Berit Moore (Stueland) who died aged 75, was well respected in disability reform circles and is credited with providing the phrase that became the title to the BBC radio programme “Does He Take Sugar?”, while reflecting to a BBC producer on attitudes to disabled people. She never allowed her disability to stop her fighting for what she believed in. Amongst her many activities outside of disability campaigning, she translated into English The Little Red Schoolbook (1970), which at the time was a controversial manual for schoolchildren written by two Danish teachers featuring information about sex and drugs. When it was published in the UK it was the subject of a successful prosecution under the Obscene Publications Act.

Megan Du Boisson was a Director and the secretary of DIG, she contacted a number of sympathetic MPs and peers from each of the three main parties, supporting them to table repeated questions about provision for disabled people.

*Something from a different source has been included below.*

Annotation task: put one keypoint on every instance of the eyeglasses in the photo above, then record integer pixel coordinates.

She was also instrumental in organising successful rallies in Trafalgar Square in 1967 and 1968, the second of which coincided with the United Nations Year of Human Rights. In the first issue of DIG’s magazine Progress, in 1968, the continued failure of government to address the needs of all disabled people was presented as a human rights issue – an historic moment. Megan died in a road traffic accident in 1969, but she had already started the ball rolling for disability benefits.

Mary Greaves, worked as a civil servant until her retirement, when she was awarded the MBE. Then she travelled the country investigating employment opportunities for disabled people. The information she gathered became the basis of her book “Work and Disability: Some Aspects of the Employment of Disabled Persons in Great Britain” which was published in 1969 and became a standard reference work. When Megan Du Boisson died, Mary Greaves took over as Director of DIG. Mary’s parliamentary skills assisted Alf (later Lord) Morris in getting the Chronically Sick and Disabled Persons Act (CSDPA) on the statute book in 1970. That act introduced the orange (now blue) badge scheme. It gave disabled people rights to social care provision. She also worked with Harold Wilson to ensure that the Open University provided facilities for disabled people. She was awarded the OBE for her services to the disabled.

Sir Peter Large entered the scene in the 1970s, he was responsible for persuading the government to introduce what was then known as the Mobility Allowance. Without it, hundreds of thousands of disabled people today would not have a car through the Motability scheme. He was also the major player in having building regulations changed in 1985 so that new buildings had to be accessible to disabled people; the results are around for all to see. He also chaired the committee whose report eventually led to the Disability Discrimination Act (DDA) in 1995.

Godalming should rightly be proud of the difference that DIG and those who supported it made in helping to create a more equal society.